As mentioned in the Obesity-5 blog, some FTO genes have been associated with obesity.  Actually, I glossed over the point that there are different kinds of FTO genes—some are associated with obesity and some are not.  Of relevance here is that one of these genes is known by scientists as rs1558902.   Let’s call it gene “A” for this discussion.  Further, let’s call the normal FTO gene (not causing obesity), “T.”

In a study published in 2012, 742 obese adults were classified as having the “A” gene or “T” gene.  They next randomly divided these individuals into four diets: 20% fat, 15% protein, 65% carbohydrate; 20%, 25%, 55%; 40%, 15%, 45%; and 40%, 25%, 35%.    Interestingly, the found that HIGH PROTEIN diets showed the most impact on weight loss parameters amongst those that that the “A” gene.   So in other words, if you only had the “T” gene you did not respond to a high protein diet. 

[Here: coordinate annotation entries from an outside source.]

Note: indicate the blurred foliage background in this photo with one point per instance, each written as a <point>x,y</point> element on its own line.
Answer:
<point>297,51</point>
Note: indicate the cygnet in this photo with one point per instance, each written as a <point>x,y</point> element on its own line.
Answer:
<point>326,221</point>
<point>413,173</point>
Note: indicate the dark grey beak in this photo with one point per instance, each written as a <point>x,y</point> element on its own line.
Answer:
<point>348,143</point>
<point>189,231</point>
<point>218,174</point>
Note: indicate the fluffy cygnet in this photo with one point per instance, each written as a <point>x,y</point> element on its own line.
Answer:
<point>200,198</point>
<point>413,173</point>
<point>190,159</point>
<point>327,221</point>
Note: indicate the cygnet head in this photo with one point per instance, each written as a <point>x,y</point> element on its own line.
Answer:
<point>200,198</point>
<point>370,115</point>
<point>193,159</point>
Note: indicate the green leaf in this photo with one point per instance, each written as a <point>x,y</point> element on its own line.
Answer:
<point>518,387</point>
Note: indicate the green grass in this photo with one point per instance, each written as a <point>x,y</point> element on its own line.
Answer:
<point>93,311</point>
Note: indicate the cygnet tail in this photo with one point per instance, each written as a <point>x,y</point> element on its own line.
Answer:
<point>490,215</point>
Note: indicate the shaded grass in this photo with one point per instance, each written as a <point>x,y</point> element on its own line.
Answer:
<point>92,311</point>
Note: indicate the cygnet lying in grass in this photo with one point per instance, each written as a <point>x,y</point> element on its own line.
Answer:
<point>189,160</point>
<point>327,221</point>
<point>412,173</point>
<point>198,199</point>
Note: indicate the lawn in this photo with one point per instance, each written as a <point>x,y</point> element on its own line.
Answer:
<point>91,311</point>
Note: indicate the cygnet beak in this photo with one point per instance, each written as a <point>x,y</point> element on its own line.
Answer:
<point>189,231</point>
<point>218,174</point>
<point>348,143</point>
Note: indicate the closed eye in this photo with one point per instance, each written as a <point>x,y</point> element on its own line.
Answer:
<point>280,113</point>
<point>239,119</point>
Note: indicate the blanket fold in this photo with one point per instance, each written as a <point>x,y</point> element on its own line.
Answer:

This constitutes proof that your response to a particular diet depends on the types of genes you have—or to say it differently, people that do not respond to high vs. low protein diets may do so for innate reasons.

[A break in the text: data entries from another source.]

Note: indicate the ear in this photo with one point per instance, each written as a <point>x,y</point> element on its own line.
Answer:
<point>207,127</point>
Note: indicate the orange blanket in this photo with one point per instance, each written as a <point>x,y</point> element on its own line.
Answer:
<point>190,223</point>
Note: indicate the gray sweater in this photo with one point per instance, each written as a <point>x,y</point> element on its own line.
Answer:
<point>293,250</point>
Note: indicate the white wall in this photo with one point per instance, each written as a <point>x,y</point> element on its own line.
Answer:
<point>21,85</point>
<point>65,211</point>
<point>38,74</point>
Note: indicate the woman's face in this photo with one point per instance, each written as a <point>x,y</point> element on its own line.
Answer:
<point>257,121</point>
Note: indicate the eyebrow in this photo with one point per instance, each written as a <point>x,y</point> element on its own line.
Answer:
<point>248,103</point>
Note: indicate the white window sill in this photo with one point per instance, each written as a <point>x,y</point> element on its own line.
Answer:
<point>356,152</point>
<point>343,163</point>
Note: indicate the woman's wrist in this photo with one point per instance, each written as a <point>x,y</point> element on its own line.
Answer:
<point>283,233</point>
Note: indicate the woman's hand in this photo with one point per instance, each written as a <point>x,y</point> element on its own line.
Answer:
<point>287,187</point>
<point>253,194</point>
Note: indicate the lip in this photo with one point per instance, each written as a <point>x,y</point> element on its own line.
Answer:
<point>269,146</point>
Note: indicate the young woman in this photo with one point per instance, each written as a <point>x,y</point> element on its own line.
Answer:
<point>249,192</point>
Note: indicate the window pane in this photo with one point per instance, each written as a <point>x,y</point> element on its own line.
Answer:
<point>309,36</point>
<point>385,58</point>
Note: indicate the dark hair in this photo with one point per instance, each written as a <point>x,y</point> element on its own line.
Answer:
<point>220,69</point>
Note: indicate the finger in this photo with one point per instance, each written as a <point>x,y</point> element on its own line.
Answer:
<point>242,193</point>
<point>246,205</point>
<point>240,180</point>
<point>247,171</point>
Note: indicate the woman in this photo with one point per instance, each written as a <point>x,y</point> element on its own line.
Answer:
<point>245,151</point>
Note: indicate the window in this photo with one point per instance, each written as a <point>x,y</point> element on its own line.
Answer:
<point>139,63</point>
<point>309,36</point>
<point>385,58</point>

I can only assume that given the large number of genes that influence obesity, many other such interactions would be found—leading to the conclusion that not one diet fits all people. 

But, the question is NOT just which diet causes weight loss, but HOW sustainable is the diet? That is, is the diet one that folks will stay on for years? The rest of their life?  How about other life-style changes that are incorporated in to some diets, such as exercise—is it sustainable?  A rather shocking observation in all of the diet studies that I looked at is that the drop out rates were discouraging. The 2012 study above had 20% drop out rates; the 2013 meta-analysis of 15 studies had dropout rates ranging from 8% to 55%, with most around 30%.  Plus, there is evidence of dietary cheating in some studies—which must raise questions about some conclusions.

In summary, there is no scientific consensus as to which diet is best for weight loss.  The ONLY consensus (so far) is that calorie reduction has the greatest impact, and even that may depend on they types of genes you have. 

And now I’m done with Obesity!! On to other subjects.